Risque de machisme ou de racisme
« Mais la plupart des applications exigent un certain degré de certitude, rappelle le chercheur… et GPT-3 n’offre jamais la moindre garantie. Il peut donner des réponses fausses, et il répond à des questions qui n’ont aucun sens. Par ailleurs il peut être macho, raciste… » Comme il ne porte bien entendu aucun jugement de valeur sur les textes, d’origines très diverses, sur lesquels il a été entraîné, il lui arrive de régurgiter les pires stéréotypes, glanés au hasard de son entraînement. « GPT-3 peut servir à réaliser des applications dans des contextes où il n’est pas grave de se tromper, comme des chatbots génériques, estime François Yvon. Il peut produire de la poésie artificielle. »
Contrairement à GPT-3, BERT est en accès libre, son code est mis à la disposition de la communauté scientifique. « Les Transformers du type BERT, qui s’intéressent aux contextes gauche et droit, peuvent être intégrés dans toutes sortes d’applications, affirme François Yvon. Il est facile de les entraîner sur une spécialité. Cela a par exemple été fait pour le domaine médical. »
Réaliser des modèles moins énergivores
Les modèles de langage sont surtout anglophones… « C’est pourquoi nous avons développé CamemBERT4, un modèle de la famille de BERT, entraîné sur des textes en français, indique Benoît Sagot. Nous avons utilisé la partie française de notre corpus de textes, Oscar (Open Super-large Crawled ALMAnaCH corpus), ce qui représente 23 milliards de mots et occupe 138 Go. De nombreuses équipes s’appuient sur CamemBERT pour développer des applications diverses. » Ainsi, une thèse en cours vise à concevoir un outil d’aide à la simplification des textes, afin de les rendre accessibles aux personnes ayant des difficultés de compréhension, selon les recommandations de la méthode FALC (« Facile à lire et à comprendre »), soutenue par l’Unapei, fédération des associations françaises représentant les personnes handicapées intellectuelles. Cela dans le cadre du projet Cap’FALC, porté par Facebook, l’Unapei et Inria. Notons que CamemBERT a un concurrent francophone dénommé FlauBERT, développé par une équipe majoritairement grenobloise.
Mais le champ d’application du transformer reste limité par la démesure des modèles qui s’en inspirent. « Ces modèles de langage gigantesques nous posent aujourd’hui plusieurs questions, estime Benoît Sagot.

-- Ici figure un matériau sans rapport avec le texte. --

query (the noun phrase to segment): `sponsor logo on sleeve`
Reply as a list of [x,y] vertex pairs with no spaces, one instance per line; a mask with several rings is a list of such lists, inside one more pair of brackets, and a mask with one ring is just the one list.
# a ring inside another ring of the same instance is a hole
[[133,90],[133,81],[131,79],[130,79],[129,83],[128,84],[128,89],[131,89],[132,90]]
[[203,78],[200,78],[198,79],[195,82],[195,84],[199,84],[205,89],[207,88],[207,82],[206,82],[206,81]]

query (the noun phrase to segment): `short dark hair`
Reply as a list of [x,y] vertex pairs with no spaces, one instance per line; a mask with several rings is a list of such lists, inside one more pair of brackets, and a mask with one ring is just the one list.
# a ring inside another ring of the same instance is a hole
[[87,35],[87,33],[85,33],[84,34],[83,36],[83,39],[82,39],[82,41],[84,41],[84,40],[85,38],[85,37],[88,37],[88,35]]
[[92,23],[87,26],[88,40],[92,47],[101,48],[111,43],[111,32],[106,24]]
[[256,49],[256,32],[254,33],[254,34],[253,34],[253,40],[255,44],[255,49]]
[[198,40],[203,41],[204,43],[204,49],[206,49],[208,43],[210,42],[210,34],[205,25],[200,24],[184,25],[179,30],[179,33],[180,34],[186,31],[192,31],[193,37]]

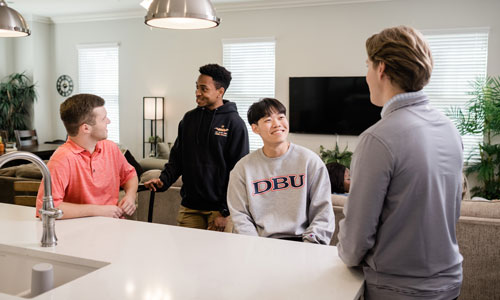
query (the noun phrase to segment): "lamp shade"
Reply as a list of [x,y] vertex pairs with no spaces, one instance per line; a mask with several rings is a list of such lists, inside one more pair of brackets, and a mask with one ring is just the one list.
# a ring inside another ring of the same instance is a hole
[[144,119],[163,120],[163,98],[145,97],[144,98]]
[[153,0],[145,23],[158,28],[203,29],[218,26],[220,19],[210,0]]
[[31,31],[23,16],[0,0],[0,37],[28,36]]

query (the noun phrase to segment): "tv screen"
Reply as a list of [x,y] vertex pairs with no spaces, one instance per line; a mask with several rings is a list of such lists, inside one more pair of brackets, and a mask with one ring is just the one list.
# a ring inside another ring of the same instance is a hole
[[365,77],[290,77],[290,132],[359,135],[380,120]]

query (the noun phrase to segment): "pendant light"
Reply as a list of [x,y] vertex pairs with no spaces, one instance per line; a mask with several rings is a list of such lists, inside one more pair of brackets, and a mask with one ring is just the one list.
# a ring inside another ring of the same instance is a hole
[[0,0],[0,37],[22,37],[31,34],[23,16]]
[[158,28],[204,29],[218,26],[220,19],[210,0],[153,0],[145,23]]

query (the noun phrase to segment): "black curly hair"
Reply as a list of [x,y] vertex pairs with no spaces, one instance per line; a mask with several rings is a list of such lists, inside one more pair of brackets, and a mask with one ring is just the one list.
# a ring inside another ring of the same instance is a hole
[[332,193],[343,194],[348,191],[344,189],[344,174],[346,167],[336,162],[326,164],[328,175],[330,175],[330,184]]
[[212,77],[215,87],[220,89],[224,88],[224,92],[227,91],[229,83],[231,83],[231,72],[226,68],[219,66],[218,64],[208,64],[200,67],[200,73],[202,75],[207,75]]

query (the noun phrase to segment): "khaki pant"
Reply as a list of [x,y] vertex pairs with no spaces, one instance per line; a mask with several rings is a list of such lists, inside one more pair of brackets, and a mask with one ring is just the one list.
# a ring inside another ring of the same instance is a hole
[[[177,225],[189,228],[208,229],[216,217],[220,217],[218,211],[207,211],[190,209],[181,205],[177,216]],[[233,222],[231,217],[227,217],[227,224],[224,232],[233,232]]]

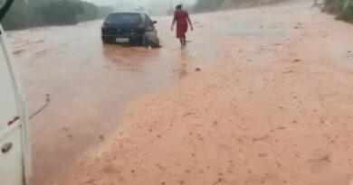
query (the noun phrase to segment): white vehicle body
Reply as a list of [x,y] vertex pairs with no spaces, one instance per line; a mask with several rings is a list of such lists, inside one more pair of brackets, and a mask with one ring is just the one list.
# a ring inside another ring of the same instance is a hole
[[28,122],[1,25],[0,32],[0,185],[24,185],[32,169]]

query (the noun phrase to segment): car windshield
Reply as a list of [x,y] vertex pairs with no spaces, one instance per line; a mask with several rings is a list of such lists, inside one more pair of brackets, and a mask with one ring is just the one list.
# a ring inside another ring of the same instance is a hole
[[141,16],[138,14],[111,14],[108,16],[107,22],[121,24],[135,24],[142,22]]

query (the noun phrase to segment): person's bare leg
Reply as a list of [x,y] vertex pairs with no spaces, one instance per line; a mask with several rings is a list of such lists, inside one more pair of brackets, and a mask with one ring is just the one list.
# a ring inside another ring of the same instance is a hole
[[184,45],[184,46],[186,46],[186,37],[184,37],[184,38],[183,38],[183,45]]

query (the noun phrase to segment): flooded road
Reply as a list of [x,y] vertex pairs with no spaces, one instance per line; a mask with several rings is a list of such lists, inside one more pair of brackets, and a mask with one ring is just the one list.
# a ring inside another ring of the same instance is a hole
[[45,104],[46,94],[52,100],[31,120],[33,184],[64,171],[118,129],[125,106],[138,95],[215,62],[219,46],[204,36],[193,37],[196,44],[181,51],[168,30],[170,19],[157,18],[163,48],[153,50],[103,45],[102,21],[9,34],[30,114]]
[[52,99],[33,184],[347,185],[353,28],[310,5],[193,15],[186,50],[170,17],[154,50],[101,21],[12,32],[30,113]]

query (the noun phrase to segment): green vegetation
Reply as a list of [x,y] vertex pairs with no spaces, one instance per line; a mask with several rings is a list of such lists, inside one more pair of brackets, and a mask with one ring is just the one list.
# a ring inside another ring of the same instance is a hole
[[75,24],[102,18],[111,11],[112,8],[98,7],[80,0],[29,0],[27,4],[15,0],[2,24],[5,30]]
[[353,22],[353,0],[326,0],[323,11],[336,14],[339,20]]

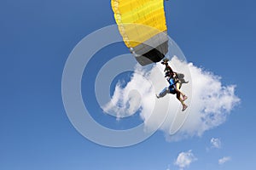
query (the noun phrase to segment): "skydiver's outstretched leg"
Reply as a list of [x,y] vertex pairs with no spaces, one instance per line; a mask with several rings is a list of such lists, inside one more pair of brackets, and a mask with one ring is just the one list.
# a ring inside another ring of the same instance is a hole
[[165,88],[158,95],[156,94],[157,98],[162,98],[165,95],[166,95],[166,94],[169,94],[170,90],[169,88]]
[[188,105],[185,105],[184,103],[184,100],[182,99],[181,96],[180,96],[181,93],[177,91],[177,94],[176,94],[176,98],[180,101],[180,103],[182,104],[183,105],[183,111],[185,110],[188,107]]
[[[177,82],[175,84],[175,88],[176,88],[176,91],[178,92],[183,96],[183,101],[185,101],[188,99],[188,97],[183,93],[182,93],[182,91],[180,90],[180,83],[179,82]],[[178,98],[180,98],[180,94],[179,94]]]

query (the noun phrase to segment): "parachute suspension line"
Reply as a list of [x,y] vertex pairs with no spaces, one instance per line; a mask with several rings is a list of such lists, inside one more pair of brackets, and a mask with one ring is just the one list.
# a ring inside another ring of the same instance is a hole
[[130,47],[131,44],[130,44],[129,37],[128,37],[127,34],[125,33],[125,28],[122,22],[121,13],[120,13],[119,8],[119,0],[112,0],[111,3],[112,3],[113,8],[115,11],[115,20],[118,24],[119,30],[121,35],[123,36],[123,40],[124,40],[124,42],[126,42],[127,46]]

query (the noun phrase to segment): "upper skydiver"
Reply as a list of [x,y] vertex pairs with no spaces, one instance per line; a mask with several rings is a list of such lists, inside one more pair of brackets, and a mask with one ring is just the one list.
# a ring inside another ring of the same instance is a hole
[[161,64],[166,65],[165,68],[165,77],[166,77],[167,82],[169,82],[169,86],[165,88],[158,95],[157,98],[162,98],[166,94],[176,94],[177,99],[180,101],[183,105],[183,111],[187,109],[187,105],[184,104],[184,101],[188,99],[188,97],[180,91],[181,85],[183,83],[187,83],[183,77],[183,74],[179,74],[174,72],[171,66],[168,65],[168,59],[164,59]]

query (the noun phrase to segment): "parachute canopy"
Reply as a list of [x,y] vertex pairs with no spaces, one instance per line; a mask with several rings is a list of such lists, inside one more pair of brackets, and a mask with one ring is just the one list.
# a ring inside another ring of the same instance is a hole
[[124,42],[142,65],[159,62],[168,52],[164,0],[111,0]]

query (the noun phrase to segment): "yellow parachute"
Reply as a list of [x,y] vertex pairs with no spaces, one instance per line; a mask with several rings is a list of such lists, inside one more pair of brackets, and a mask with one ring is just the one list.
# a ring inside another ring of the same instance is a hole
[[159,62],[168,52],[164,0],[111,0],[119,31],[142,65]]

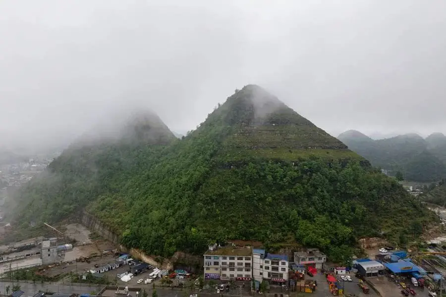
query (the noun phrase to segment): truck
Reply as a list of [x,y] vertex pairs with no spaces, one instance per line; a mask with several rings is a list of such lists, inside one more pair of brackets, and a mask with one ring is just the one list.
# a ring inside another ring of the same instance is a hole
[[361,288],[361,290],[362,290],[363,293],[364,293],[365,294],[369,294],[369,292],[370,291],[369,287],[363,281],[360,280],[359,282],[358,283],[358,286],[359,286],[359,288]]
[[410,281],[412,282],[412,284],[413,285],[414,287],[418,286],[418,282],[417,281],[417,279],[412,277],[410,278]]

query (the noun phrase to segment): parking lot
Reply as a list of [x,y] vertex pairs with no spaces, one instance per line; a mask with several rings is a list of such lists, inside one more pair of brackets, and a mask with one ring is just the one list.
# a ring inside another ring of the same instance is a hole
[[[385,276],[371,277],[367,278],[367,279],[373,285],[383,297],[403,296],[401,293],[401,288],[398,287],[394,282],[389,281]],[[409,283],[407,282],[406,283],[408,284]],[[411,285],[410,286],[410,288],[415,290],[417,294],[417,297],[428,297],[429,296],[429,290],[427,288],[415,287]]]
[[[378,297],[376,293],[374,291],[372,288],[370,288],[370,293],[368,294],[365,294],[362,293],[362,291],[358,286],[359,282],[358,279],[355,277],[353,274],[348,275],[352,280],[351,282],[343,281],[340,278],[340,276],[338,276],[337,278],[339,280],[339,283],[341,286],[343,286],[344,294],[355,294],[356,296],[359,297]],[[318,274],[313,277],[308,276],[308,275],[305,275],[305,279],[315,280],[317,281],[317,287],[316,291],[313,294],[315,294],[318,297],[327,297],[331,295],[329,291],[329,285],[327,282],[327,279],[325,275],[318,272]],[[305,293],[302,293],[302,295],[305,295]]]

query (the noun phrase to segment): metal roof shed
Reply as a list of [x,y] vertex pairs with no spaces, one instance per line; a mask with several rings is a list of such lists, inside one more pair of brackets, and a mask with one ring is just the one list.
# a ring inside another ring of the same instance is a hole
[[364,276],[378,275],[380,271],[386,270],[386,267],[378,261],[367,261],[358,263],[358,271]]

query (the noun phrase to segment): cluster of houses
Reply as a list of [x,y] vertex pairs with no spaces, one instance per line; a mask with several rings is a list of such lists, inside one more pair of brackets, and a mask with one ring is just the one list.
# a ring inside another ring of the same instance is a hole
[[204,278],[222,281],[266,280],[273,285],[288,283],[289,274],[303,272],[308,266],[322,268],[327,256],[318,249],[297,251],[289,260],[285,254],[273,254],[251,247],[209,246],[204,253]]

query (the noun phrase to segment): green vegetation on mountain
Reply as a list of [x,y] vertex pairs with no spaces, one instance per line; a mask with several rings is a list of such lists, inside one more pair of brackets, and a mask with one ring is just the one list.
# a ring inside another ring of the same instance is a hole
[[446,143],[442,135],[436,133],[425,140],[416,134],[406,134],[373,140],[349,130],[338,139],[374,166],[390,170],[393,175],[399,171],[407,180],[430,182],[446,177]]
[[420,198],[425,202],[437,205],[446,206],[446,179],[440,181],[438,185],[431,185],[423,190]]
[[297,240],[341,260],[359,237],[397,241],[415,233],[411,221],[436,219],[395,180],[256,86],[237,90],[181,140],[167,139],[64,152],[50,166],[56,184],[43,177],[22,192],[32,199],[17,221],[52,222],[86,205],[122,244],[150,254],[200,253],[215,240]]

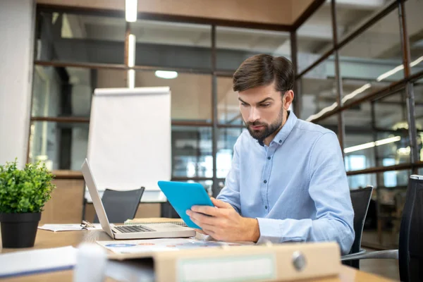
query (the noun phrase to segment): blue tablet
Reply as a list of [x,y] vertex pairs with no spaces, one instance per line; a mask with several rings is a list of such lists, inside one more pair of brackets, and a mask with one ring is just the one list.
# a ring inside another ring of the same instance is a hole
[[204,188],[200,183],[186,182],[159,181],[157,184],[187,226],[201,229],[190,219],[186,212],[192,206],[214,207]]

Tout d’abord : comment réaliser des modèles moins gros qui marchent aussi bien ? Avec pour corrélat : comment obtenir des modèles qui marchent aussi bien mais moins gourmands en puissance de calcul, en énergie ? Mais encore : comment construire des modèles qui apprennent aussi bien mais à partir d’une moindre quantité de données ? »
Réduire la puissance de calcul nécessaire pour pré-entraîner un modèle ? C’est ce que promet ce « Switch Transformer » que Google vient de publier. Un premier pas…
Notes
1. Ashish Vaswani et al., Attention is all you need, 2017.
2. Tom Brown et al., Language Models are Few-Shot Learners, 2020.
3. William Fedus et al., Switch Transformers: Scaling to Trillion Parameter Models with Simple and Efficient Sparsity, 2021.
4. Louis Martin et al., CamemBERT: a Tasty French Language Model, 2020.